Duda Collections: The Microservice Way

March 17, 2021
0 minute read

Collections are a special data structure included in the content libraries of Duda sites. Collections are incredibly useful for managing websites at scale and especially helpful when working with dynamic pages and Duda’s native widget builder. 


Since collections are so important to so many of the web pros that use our platform, we thought it would be interesting to pull back the curtain and explain how these crucially important tools work. 


Let’s dive in...

A Quick Glance at Our Current Implementation

In Duda Website Builder, we have two major groups of collections:


  • Internal collections (image gallery and various other data field types) — These are stored and managed by customers inside the Duda platform.
  • External collection (Instagram, Airtable, Google Sheets, etc.) — Customers manage this data outside our platform and provide Duda with some mechanism to fetch and cache it for faster access.

There is a principle difference between these two groups. Internal collections data is stored in the database (Oracle). Externally-provided data, since it’s transient by nature and can always be re-fetched, is stored in a fast in-memory cache (Redis).

Current Limitations With Internally Stored Collections

The first and, probably, most important limitation is the database itself. Our Oracle database is heavily loaded with multiple requests — accounts, payments, pages, widgets, blogs, templates metadata and many, many others. 

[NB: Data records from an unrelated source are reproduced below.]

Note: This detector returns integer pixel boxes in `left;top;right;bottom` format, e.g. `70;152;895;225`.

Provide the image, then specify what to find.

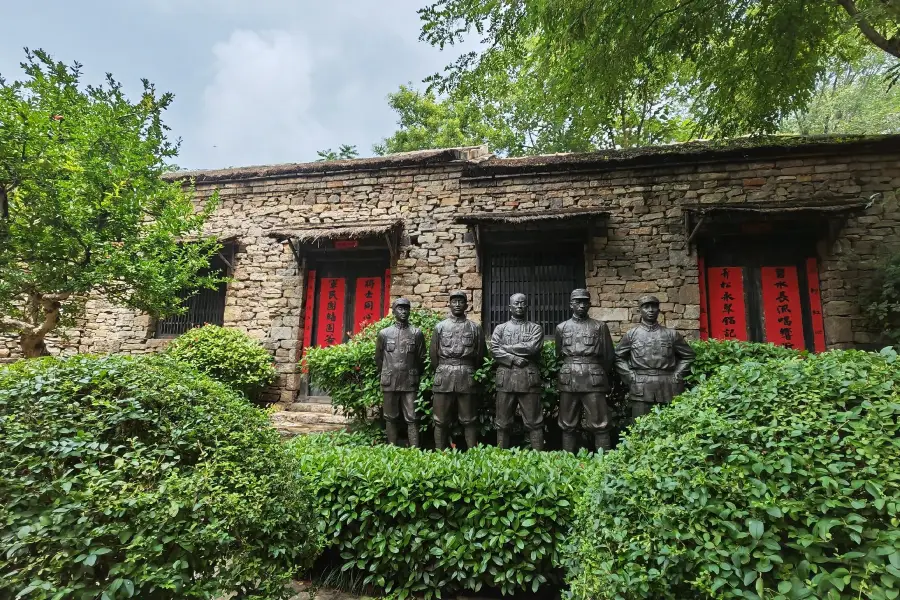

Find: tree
316;144;359;162
0;49;218;357
781;50;900;135
419;0;900;139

One option is to scale Oracle vertically; i.e., use more powerful servers. However, relational databases do not scale well. Another option is to extract some of the load to a dedicated database that scales horizontally; i.e., add servers that operate in parallel. In this case, if more and more users use more and more collections with more and more data, it won’t affect data operations that are unrelated to collections. 


Also, Oracle works best for storing data with predefined structure. For example, some “Users” table fields can be defined in advance (e.g., email, login, first and last name). However, each collection has different fields and types of fields. A “Plants” collection would be something like “plant name,” “origin,” “care tips,” etc., but an “Employees” table would be totally different. So, internally we store data as stringified JSON documents. Even though Oracle has extensions that allow convenient operations on unstructured JSON documents, there are other databases that are specifically designed for storing and processing documents without predefined structure.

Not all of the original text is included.